The source file contains customers’ contact information including their name, address, postal code, phone number, etc.
Upon previewing the data, you can see that it is difficult to decipher fields and elements since the data is in a single text stream with fields and records separated by delimiters. To make sense of this data, each record needs to be parsed into its elements in respective fields.
To do this, we will use the Delimited Parser object.
Using the Delimited Parser object
To get the Delimited Parser object, go to Toolbox > Text Processors > Delimited Parser and drag and drop the object onto the designer.
You can see that the dragged object contains a single Text field.
Map the Customer_Info field inside the source object onto the Text field inside the DelimitedParser object.
Right-click on the object’s header and select Properties.
A configuration window will open as shown below.
Let’s look at the properties on this window.
Parse Data Pattern – Contains three patterns in which the dataset can be parsed:
Single Record – Data is parsed into a single record with multiple fields. Users need to provide a field delimiter, and a text qualifier, if necessary.

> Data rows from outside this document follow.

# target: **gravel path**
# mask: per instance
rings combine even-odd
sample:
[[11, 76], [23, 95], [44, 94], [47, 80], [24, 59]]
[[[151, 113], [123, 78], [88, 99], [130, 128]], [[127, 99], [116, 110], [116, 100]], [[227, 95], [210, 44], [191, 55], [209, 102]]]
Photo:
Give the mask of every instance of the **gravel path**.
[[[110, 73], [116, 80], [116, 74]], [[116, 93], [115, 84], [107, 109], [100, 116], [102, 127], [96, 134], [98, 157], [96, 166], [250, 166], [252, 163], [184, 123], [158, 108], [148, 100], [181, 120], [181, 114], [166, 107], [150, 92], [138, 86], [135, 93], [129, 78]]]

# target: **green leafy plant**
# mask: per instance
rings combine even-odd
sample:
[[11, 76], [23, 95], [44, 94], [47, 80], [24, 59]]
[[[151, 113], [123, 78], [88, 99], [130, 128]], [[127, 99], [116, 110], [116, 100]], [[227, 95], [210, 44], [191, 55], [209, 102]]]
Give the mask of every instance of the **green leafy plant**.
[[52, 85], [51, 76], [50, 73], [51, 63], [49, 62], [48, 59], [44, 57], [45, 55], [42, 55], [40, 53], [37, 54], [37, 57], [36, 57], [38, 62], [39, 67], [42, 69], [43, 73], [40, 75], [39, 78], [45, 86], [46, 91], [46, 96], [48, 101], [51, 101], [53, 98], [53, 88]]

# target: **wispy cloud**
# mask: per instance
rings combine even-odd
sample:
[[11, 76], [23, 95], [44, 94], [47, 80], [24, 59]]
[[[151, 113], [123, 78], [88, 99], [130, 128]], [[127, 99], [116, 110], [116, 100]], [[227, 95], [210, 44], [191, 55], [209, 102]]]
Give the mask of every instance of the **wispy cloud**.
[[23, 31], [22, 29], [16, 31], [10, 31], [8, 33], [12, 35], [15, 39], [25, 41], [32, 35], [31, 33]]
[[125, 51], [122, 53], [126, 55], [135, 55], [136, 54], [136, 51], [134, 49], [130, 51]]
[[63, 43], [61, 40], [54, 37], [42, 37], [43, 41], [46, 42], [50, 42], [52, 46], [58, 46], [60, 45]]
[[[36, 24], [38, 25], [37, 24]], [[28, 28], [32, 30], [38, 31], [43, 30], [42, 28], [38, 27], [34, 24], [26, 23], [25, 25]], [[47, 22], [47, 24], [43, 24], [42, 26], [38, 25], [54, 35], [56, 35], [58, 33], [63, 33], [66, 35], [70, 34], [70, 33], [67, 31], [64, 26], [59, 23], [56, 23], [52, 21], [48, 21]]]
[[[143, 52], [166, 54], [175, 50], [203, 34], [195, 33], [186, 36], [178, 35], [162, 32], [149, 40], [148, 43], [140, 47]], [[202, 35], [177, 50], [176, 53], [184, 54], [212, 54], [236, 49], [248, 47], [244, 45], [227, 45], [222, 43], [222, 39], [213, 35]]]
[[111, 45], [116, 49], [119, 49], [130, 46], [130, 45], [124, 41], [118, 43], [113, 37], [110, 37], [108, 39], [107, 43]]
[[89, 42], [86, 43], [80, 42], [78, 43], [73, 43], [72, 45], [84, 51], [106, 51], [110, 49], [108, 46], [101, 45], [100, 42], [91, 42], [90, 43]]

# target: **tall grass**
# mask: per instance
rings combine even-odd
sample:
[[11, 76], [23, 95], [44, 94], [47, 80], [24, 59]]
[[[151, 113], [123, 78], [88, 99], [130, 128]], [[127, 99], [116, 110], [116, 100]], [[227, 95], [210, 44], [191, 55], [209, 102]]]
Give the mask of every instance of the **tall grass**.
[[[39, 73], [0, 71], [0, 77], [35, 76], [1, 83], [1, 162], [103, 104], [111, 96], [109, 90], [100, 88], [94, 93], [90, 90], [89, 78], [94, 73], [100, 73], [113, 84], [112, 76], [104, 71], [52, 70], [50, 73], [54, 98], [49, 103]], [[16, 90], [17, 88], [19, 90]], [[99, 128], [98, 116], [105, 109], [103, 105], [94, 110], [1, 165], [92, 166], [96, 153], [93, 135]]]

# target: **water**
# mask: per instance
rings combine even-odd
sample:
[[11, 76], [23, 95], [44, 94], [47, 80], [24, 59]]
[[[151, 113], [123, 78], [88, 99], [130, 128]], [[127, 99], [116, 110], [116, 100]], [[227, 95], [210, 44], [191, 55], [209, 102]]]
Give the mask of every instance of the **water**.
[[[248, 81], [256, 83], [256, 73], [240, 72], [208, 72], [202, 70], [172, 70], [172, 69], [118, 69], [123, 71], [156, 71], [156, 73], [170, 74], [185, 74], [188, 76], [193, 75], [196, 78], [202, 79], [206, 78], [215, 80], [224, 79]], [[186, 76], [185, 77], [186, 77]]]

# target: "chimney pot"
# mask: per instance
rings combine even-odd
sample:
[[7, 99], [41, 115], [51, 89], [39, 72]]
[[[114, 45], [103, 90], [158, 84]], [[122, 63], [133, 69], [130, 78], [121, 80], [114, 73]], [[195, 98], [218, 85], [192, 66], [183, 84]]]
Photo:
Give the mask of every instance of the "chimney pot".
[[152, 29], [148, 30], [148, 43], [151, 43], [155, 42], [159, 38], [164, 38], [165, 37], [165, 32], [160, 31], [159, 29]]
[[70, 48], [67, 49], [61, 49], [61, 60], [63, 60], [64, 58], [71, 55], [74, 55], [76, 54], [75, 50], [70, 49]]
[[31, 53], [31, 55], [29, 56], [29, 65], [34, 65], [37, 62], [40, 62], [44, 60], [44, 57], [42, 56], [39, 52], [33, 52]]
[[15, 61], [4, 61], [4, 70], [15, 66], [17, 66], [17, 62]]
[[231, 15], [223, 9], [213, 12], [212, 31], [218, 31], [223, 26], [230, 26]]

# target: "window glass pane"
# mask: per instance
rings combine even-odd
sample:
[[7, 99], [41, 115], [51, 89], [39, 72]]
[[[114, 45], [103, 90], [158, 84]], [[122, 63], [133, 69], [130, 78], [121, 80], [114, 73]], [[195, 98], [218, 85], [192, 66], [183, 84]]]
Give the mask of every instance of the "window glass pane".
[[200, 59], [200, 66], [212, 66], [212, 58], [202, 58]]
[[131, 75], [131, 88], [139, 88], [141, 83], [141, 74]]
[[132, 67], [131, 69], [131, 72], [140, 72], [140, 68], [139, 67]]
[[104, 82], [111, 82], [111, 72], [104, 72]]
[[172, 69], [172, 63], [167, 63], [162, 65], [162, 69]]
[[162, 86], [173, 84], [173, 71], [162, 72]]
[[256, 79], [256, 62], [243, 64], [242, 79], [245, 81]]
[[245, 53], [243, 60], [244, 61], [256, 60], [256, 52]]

Multiple Records – Data is parsed into multiple records with a single or multiple fields. Users need to provide a field delimiter as well as a record delimiter.
Field Arrays – Data is parsed into an array of records and fields. Users need to provide a field value delimiter and an array separator.
The source data in this case contains multiple records with many different fields. Therefore, we will set the Parse Data Pattern option to Multiple Records.
Provide a Field Delimiter and a Record Delimiter. The source file also contains a Text Qualifier.
Click Next. This is the Layout Builder screen.
Here, write the names of the fields that you want to create.
Click OK. The Delimited Parser object now has new fields in the Output node.
To preview data, right-click on the object’s header and select Preview Output from the context menu.
A Data Preview window will open. Upon expanding the records, you can view the parsed output.
To store this parsed output, you can write it to a destination file or use it for some transformation further in the dataflow.